The Muswell Hill four-piece were appearing at the city’s now defunct Capital Theatre when simmering tensions within the band shockingly came to the boil in front of thousands of Welsh fans, resulting in drummer Mick Avory hospitalising guitarist Dave Davies and fleeing into the summer night with South Wales police in hot pursuit.

“There’d always been a lot of underlying aggression and friction within The Kinks and, while the most common assumption is that most of it stemmed from Ray and Dave Davies’ sibling rivalry, it was actually Dave and Mick who came to blows most often,” says author Rob Jovanovic, who spent three years compiling interviews with those close to the band for his book, God Save The Kinks .

“In fact, it was at a show in Taunton that one such confrontation turned physical and left Dave with a pair of black eyes.”

And, come the following night’s show in Cardiff, Davies was finding his simmering anger as hard to disguise as his shiners, despite the big pair of dark glasses he’d now taken to wearing on stage.

“There have been so many interpretations of what happened that night and, of the several different people I talked to about it I must have got several different answers,” adds Jovanovic.

“But basically it seems like Dave and Mick had got into another disagreement over each other’s playing style, prompting the former to kick over the drum kit and the latter to subsequently smash him over the head with a drum pedal.

“And, upon seeing Dave lying motionless, Mick hightailed it out of the venue, his frilly shirt and pink hunting jacket flapping in his wake.”

In the chaos which followed an unconscious Davies was rushed to Cardiff Royal Infirmary where he received 16 stitches, while Avory – convinced he’d killed his band mate – went into hiding.

However, all charges against him were dropped.


“That could have been the end of The Kinks right there – it really had a tremendous emotional effect on me,” sighed Ray, 65, who returns to the scene of the crime tonight to play a solo show at St David’s Hall.

“We were just kids, don’t forget – Dave and Mick were just 17 and 19 back then and forever having a go.

“I just guess that on that evening Mick decided to do something about it, and that meant cutting my brother’s head off!”

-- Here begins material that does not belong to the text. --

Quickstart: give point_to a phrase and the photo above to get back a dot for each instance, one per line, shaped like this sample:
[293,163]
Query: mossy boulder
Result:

The story goes that the attack came as a reprisal for the guitarist kicking over the drummer’s kit as revenge for a drunken fight the previous night in Taunton, apparently won by Avory.

Just two numbers into their set at the Capital , Davies apparently goaded him by saying: “Why don’t you get your c*** out and play the snare with it? It’ll probably sound better.”

In the chaos that followed, an unconscious Dave was rushed to Cardiff Royal Infirmary to receive 16 stitches, while Avory fled the venue and into the night – convinced he’d killed his band mate.

“Yeah, the police wanted to do Mick for attempted murder. News At Ten even interviewed him later on that night from a secret location,” recalled Ray, who admitted to carrying on playing “for a few beats” oblivious to what was going on behind him.

“When they finally caught up with and arrested him, Mick tried to deny it all.

“But the cops turned round and said ‘Mr Avory, we’ve got 5,000 witnesses!’.”

Ray’s brother did eventually drop all charges.

Valley Kink


Did you know that Ray Davies of the Kinks has a Rhondda connection?

In a book, by Ray’s brother and band guitarist Dave called Kink. An Autobiography, it states that their paternal grandfather Harry Davies came from Rhondda.